その手で触れて、そして覚えて。

そして、その日は一日中、颯生くんの家でまったりと過ごした。

颯生くんの寝顔を眺めたり、目が覚めてから布団の中で二人くっつき合いながら他愛も無い話をしたり、キスをしたり、またお互いを求め合ったり。

それから夕方になると、颯生くんが夕飯を作ってくれた。

チキンソテーにコンソメスープで盛り付けも完璧で何ともお洒落なメニュー。

「「いただきまーす!」」

二人での食事も馴染んできて、颯生くんとの時間は何をしていても心地良い。

明日からまた仕事が始まる。
もうすぐ帰らなくちゃいけない。

何だか、幸せな夢から覚めてしまうような寂しい気持ちになっていった。

そんなわたしの気持ちを察したのか、颯生くんは「七花さん?どうしたんですか?」と心配そうな表情で訊いてきた。

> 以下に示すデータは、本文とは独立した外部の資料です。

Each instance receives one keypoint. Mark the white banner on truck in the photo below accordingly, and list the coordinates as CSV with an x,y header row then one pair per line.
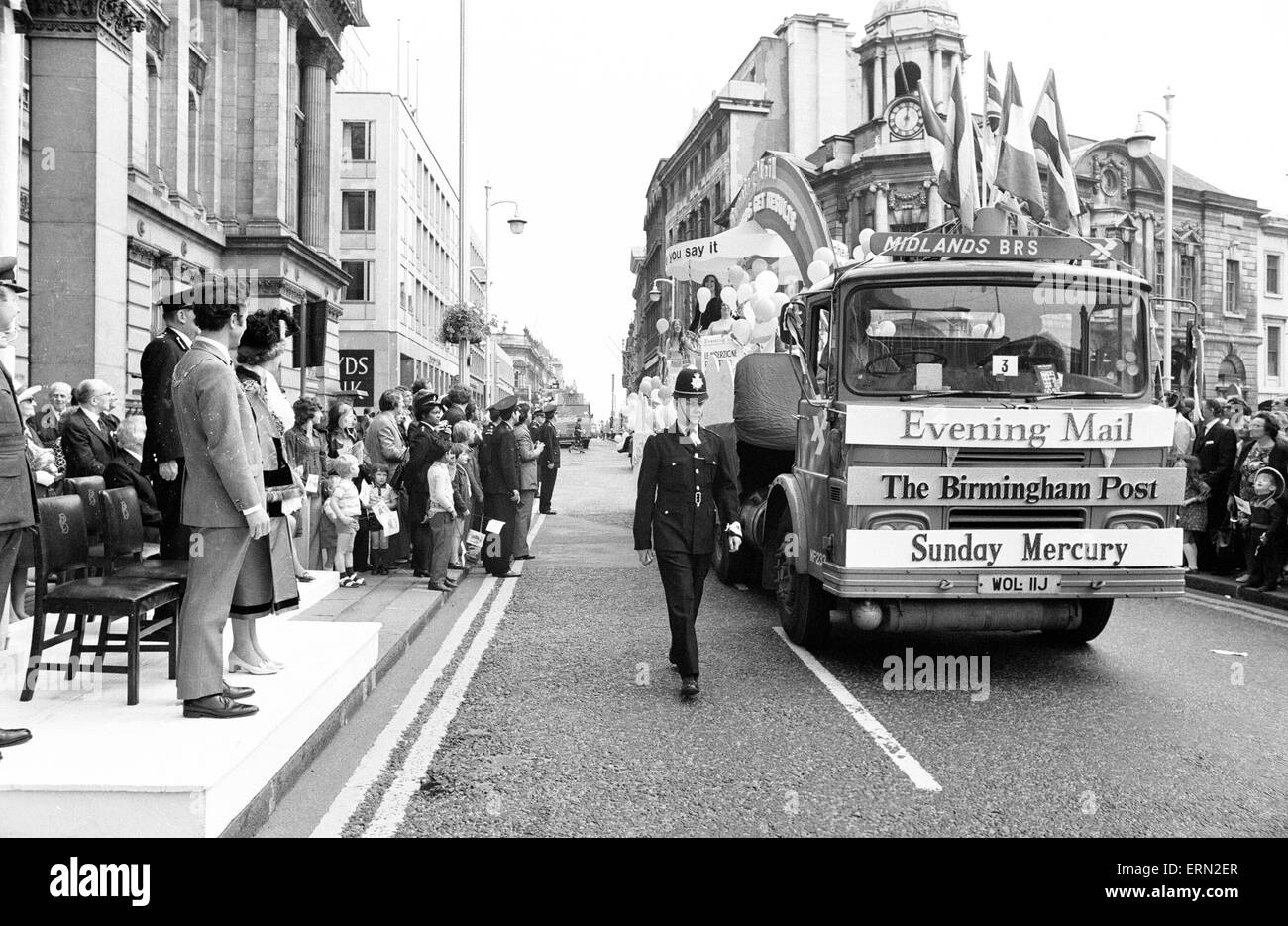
x,y
915,425
1034,549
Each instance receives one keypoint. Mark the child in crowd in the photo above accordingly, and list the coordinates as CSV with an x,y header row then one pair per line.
x,y
378,501
1193,514
1266,539
439,514
343,509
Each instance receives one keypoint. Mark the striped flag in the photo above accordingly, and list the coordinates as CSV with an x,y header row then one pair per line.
x,y
940,141
965,154
1017,163
1050,137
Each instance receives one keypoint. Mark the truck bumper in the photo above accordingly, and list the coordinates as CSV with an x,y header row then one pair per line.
x,y
957,585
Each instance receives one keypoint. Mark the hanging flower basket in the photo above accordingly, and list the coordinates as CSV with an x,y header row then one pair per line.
x,y
464,322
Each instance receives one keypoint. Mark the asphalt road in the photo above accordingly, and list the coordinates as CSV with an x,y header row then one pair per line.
x,y
558,715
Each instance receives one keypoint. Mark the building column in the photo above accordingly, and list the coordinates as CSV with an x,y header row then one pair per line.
x,y
78,201
316,145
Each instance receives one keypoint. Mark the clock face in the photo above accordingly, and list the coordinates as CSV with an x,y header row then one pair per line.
x,y
906,119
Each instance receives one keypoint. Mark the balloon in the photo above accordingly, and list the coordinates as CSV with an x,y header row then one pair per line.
x,y
767,282
763,307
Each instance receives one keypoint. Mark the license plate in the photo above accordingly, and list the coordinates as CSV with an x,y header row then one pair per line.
x,y
1019,585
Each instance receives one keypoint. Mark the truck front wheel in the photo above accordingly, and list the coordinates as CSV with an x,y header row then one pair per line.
x,y
804,607
1095,616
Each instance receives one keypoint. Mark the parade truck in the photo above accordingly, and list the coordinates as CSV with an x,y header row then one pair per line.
x,y
960,436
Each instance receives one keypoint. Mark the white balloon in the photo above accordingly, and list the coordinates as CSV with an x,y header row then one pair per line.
x,y
763,308
767,282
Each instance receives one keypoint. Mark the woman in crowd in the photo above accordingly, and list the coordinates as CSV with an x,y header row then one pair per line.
x,y
304,446
267,579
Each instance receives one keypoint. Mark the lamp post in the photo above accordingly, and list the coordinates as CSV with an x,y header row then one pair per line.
x,y
1137,146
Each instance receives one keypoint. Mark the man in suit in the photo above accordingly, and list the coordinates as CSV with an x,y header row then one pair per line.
x,y
88,442
223,500
162,450
548,463
127,470
17,487
1216,447
500,463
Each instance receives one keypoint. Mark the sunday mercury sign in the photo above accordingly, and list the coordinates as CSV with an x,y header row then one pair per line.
x,y
1021,428
1039,548
990,487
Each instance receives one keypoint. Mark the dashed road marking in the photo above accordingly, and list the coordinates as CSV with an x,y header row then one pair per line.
x,y
863,717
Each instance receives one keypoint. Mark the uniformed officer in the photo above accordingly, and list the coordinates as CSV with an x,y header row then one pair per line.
x,y
687,491
498,465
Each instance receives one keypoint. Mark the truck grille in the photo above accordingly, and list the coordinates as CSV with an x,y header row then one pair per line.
x,y
983,456
1016,518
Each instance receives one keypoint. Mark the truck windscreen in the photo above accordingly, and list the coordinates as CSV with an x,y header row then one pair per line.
x,y
995,339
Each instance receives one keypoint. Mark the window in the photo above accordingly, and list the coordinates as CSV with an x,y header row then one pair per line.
x,y
359,210
1232,287
360,281
357,142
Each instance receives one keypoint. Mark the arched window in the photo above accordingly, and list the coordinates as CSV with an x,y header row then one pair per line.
x,y
906,77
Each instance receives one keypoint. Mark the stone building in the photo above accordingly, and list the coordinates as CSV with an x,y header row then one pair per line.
x,y
166,140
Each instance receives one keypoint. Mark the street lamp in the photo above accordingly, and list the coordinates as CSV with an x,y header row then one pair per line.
x,y
1137,146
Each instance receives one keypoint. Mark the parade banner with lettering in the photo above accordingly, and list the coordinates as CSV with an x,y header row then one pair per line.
x,y
911,425
990,487
1035,549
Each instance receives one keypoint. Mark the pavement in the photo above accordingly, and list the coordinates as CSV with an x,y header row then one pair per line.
x,y
545,706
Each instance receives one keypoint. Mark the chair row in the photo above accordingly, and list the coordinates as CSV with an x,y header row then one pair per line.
x,y
94,530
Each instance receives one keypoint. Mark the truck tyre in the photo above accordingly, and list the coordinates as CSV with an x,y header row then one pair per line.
x,y
729,566
804,607
1095,616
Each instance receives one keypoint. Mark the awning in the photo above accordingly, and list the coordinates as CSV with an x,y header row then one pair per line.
x,y
692,260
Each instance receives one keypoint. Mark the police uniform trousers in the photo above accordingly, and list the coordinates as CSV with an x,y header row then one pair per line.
x,y
683,578
498,552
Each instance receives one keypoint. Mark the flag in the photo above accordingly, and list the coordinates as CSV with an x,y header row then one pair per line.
x,y
1048,136
1017,163
965,154
939,141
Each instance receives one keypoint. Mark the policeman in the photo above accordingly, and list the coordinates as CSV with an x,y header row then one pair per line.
x,y
687,491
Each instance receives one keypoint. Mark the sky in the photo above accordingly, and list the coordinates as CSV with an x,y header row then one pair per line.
x,y
571,103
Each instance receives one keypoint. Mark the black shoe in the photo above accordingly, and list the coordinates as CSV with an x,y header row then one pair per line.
x,y
217,706
14,737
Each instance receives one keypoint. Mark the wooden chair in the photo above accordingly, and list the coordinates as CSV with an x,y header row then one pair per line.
x,y
121,521
63,547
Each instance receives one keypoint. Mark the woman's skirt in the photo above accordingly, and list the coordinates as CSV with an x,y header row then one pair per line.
x,y
267,579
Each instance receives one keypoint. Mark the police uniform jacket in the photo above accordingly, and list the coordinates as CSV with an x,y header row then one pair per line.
x,y
686,493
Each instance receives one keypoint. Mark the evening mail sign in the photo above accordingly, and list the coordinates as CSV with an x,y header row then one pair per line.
x,y
1035,549
913,425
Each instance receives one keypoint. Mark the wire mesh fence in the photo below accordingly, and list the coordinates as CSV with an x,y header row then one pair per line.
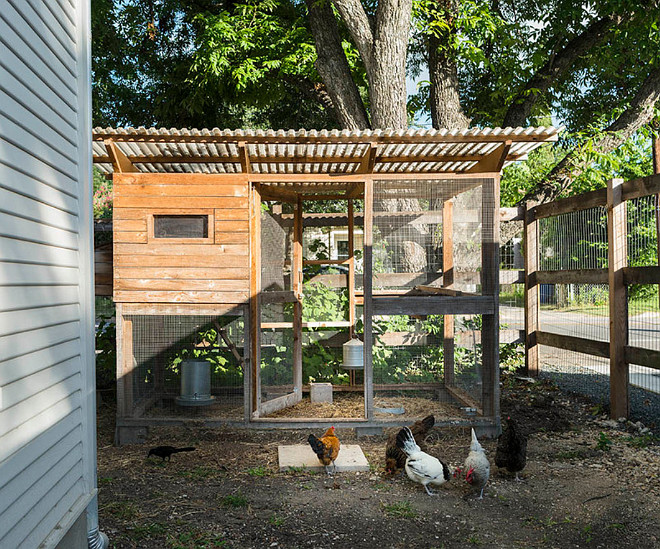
x,y
163,348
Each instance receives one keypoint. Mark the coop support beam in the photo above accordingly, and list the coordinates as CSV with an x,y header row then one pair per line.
x,y
531,292
368,297
255,290
351,269
617,258
297,260
124,364
490,267
120,162
493,161
448,282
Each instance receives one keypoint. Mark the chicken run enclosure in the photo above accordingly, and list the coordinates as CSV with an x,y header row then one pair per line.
x,y
251,268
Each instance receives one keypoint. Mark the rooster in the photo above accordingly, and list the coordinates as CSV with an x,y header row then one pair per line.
x,y
395,459
326,448
420,466
477,467
512,448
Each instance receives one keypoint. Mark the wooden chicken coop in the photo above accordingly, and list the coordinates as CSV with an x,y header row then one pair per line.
x,y
228,251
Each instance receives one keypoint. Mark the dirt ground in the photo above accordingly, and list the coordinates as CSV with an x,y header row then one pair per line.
x,y
589,482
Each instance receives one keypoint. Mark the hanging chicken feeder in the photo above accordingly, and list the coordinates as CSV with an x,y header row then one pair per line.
x,y
195,383
353,355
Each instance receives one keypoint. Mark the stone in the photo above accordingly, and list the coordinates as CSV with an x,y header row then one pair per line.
x,y
350,459
320,392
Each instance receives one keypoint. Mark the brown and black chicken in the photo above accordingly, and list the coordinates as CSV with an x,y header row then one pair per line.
x,y
395,458
512,448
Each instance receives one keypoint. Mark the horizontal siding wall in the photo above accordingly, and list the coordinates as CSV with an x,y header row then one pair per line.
x,y
45,364
150,270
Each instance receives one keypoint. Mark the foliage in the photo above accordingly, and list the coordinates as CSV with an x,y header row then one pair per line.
x,y
106,356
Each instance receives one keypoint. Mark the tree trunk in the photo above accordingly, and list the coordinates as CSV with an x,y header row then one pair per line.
x,y
446,110
333,67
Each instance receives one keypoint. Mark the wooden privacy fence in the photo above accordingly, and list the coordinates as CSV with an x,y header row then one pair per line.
x,y
618,276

「あ、ううん。何か、これから帰るのかぁ〜って思ったら、ちょっと寂しくなっちゃって。」
「それ、、、同じこと思ってました。この土日が幸せ過ぎて、、、」

颯生くんもわたしと同じ気持ちで居てくれてたんだ。

わたしは颯生くんの手に手を重ねると、「また来てもいい?」と訊いた。

「もちろんです!俺もまた七花さんの家に行きたいです。」
「うん、もちろん。じゃあ、次の休みはうちに泊まりに来る?」
「行きます!」

即答する颯生くんの言葉に笑うわたし。

その後、夕飯が終わったわたしたちは、わたしが食器洗いをして、それからわたしは颯生くんの車で家まで送ってもらった。